From the Journals

Hepatitis C vaccine alters viral trajectory, but fails in chronic infection protection


 

REPORTING FROM THE LIVER MEETING 2019

– A prime-boost hepatitis C virus (HCV) vaccine regimen did not protect against chronic infection, but it did evoke immune responses and differences in viral trajectory, according to investigators in what is believed to be the first randomized, placebo-controlled efficacy trial in this setting.

An illustration of the hepatitis C virus in the liver copyright wildpixel/Thinkstock

There were no apparent safety concerns with the vaccine according to investigators, led by Kimberly Page, PhD, MPH, of the University of New Mexico, Albuquerque.
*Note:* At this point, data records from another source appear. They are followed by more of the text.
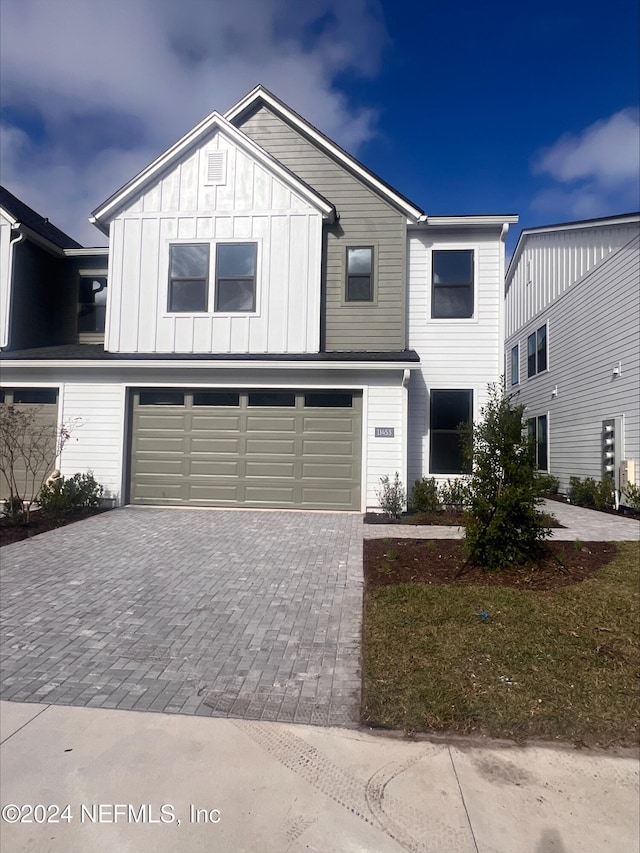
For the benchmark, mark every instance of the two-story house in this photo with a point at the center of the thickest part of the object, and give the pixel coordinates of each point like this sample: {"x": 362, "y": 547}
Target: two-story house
{"x": 572, "y": 347}
{"x": 281, "y": 327}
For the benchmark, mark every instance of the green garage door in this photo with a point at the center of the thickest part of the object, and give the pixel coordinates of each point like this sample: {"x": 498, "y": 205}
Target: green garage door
{"x": 43, "y": 404}
{"x": 246, "y": 448}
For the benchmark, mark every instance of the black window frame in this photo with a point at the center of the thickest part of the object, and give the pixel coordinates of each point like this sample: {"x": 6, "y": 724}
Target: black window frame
{"x": 359, "y": 278}
{"x": 252, "y": 278}
{"x": 435, "y": 466}
{"x": 467, "y": 286}
{"x": 195, "y": 279}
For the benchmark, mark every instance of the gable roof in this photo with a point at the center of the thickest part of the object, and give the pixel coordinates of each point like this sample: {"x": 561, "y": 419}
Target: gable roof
{"x": 20, "y": 213}
{"x": 262, "y": 96}
{"x": 207, "y": 126}
{"x": 580, "y": 224}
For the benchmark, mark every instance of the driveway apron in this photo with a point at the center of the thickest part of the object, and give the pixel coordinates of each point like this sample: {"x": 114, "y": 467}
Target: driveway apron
{"x": 245, "y": 614}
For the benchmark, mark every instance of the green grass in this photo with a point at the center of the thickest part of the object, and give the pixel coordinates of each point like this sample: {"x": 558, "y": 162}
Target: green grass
{"x": 561, "y": 664}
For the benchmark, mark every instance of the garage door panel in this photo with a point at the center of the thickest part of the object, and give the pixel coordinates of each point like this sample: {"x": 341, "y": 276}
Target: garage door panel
{"x": 266, "y": 455}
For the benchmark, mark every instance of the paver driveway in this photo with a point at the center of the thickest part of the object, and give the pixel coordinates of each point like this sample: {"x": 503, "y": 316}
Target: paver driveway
{"x": 213, "y": 612}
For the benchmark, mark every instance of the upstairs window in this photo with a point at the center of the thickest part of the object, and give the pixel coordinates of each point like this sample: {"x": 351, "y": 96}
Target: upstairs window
{"x": 359, "y": 274}
{"x": 235, "y": 277}
{"x": 451, "y": 411}
{"x": 515, "y": 364}
{"x": 537, "y": 351}
{"x": 188, "y": 277}
{"x": 92, "y": 303}
{"x": 452, "y": 284}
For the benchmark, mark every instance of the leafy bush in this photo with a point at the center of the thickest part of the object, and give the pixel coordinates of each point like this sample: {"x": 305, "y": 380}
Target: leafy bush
{"x": 549, "y": 485}
{"x": 64, "y": 496}
{"x": 503, "y": 525}
{"x": 597, "y": 494}
{"x": 424, "y": 495}
{"x": 391, "y": 496}
{"x": 455, "y": 493}
{"x": 632, "y": 495}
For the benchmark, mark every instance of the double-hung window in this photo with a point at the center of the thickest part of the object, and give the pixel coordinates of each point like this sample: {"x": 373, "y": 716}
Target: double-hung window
{"x": 537, "y": 351}
{"x": 452, "y": 284}
{"x": 359, "y": 274}
{"x": 190, "y": 273}
{"x": 538, "y": 435}
{"x": 451, "y": 412}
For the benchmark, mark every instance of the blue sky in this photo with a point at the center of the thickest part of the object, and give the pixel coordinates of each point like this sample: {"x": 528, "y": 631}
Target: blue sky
{"x": 471, "y": 107}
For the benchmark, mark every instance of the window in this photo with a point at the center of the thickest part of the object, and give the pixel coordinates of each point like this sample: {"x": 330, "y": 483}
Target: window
{"x": 236, "y": 277}
{"x": 537, "y": 430}
{"x": 515, "y": 364}
{"x": 360, "y": 274}
{"x": 188, "y": 277}
{"x": 92, "y": 303}
{"x": 449, "y": 410}
{"x": 452, "y": 290}
{"x": 537, "y": 351}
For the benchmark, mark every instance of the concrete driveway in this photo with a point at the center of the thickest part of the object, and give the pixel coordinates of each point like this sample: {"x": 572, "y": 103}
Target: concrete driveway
{"x": 245, "y": 614}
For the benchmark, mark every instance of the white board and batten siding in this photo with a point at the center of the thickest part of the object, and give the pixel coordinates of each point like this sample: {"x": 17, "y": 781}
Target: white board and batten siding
{"x": 591, "y": 327}
{"x": 460, "y": 354}
{"x": 251, "y": 206}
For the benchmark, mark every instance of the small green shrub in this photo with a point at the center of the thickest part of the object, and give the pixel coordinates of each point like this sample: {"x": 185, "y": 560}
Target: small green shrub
{"x": 632, "y": 496}
{"x": 455, "y": 493}
{"x": 68, "y": 495}
{"x": 391, "y": 496}
{"x": 549, "y": 485}
{"x": 596, "y": 494}
{"x": 424, "y": 495}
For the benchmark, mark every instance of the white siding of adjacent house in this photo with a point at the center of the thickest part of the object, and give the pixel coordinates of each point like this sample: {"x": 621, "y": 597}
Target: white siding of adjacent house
{"x": 253, "y": 206}
{"x": 5, "y": 278}
{"x": 591, "y": 327}
{"x": 464, "y": 354}
{"x": 94, "y": 413}
{"x": 553, "y": 261}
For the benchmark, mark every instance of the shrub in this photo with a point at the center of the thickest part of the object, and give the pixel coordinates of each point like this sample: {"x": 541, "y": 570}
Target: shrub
{"x": 424, "y": 495}
{"x": 503, "y": 524}
{"x": 455, "y": 493}
{"x": 632, "y": 495}
{"x": 391, "y": 496}
{"x": 64, "y": 496}
{"x": 596, "y": 494}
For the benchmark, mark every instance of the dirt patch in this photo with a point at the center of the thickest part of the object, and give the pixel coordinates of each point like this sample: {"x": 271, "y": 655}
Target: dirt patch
{"x": 437, "y": 561}
{"x": 39, "y": 523}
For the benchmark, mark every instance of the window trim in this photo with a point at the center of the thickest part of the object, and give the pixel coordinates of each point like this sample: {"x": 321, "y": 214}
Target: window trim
{"x": 434, "y": 391}
{"x": 371, "y": 276}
“A safe and effective vaccine to prevent chronic hepatitis C virus infection is essential to reduce transmission,” Dr. Page and coauthors said in a late-breaking abstract of the study results, which will be presented at the annual meeting of the American Association for the Study of Liver Diseases.

The phase 1/2 trial described by Dr. Page and colleagues included 455 adults at risk of HCV infection because of injection drug use. They were randomized to vaccine, which consisted of a recombinant chimpanzee adenovirus-3 vectored vaccine prime plus a recombinant Modified Vaccinia virus Ankara boost, or to two doses of placebo at days 0 and 56 of the study.

There was no difference in chronic HCV infection at 6 months, the primary endpoint of the study. There were 14 chronically infected participants in the vaccine group, as well as 14 in the placebo group, for an overall incidence of infection of 13.0/100 person-years, Dr. Page and coauthors reported in the abstract.

However, there were significant differences in HCV RNA geometric mean peak at 1 month, which was 193,795 IU/L in the vaccine group and 1,078,092 IU/L in the placebo group, according to investigators. Similarly, geometric mean fold rise after infection was 0.2 in the vaccine group and 13.5 in the placebo group.

A total of 78% of vaccinated individuals had T-cell responses to at least one vaccine antigen pool, investigators said, adding that the vaccine was safe, well tolerated, and not associated with any serious adverse events.

Dr. Page had no disclosures related to the abstract.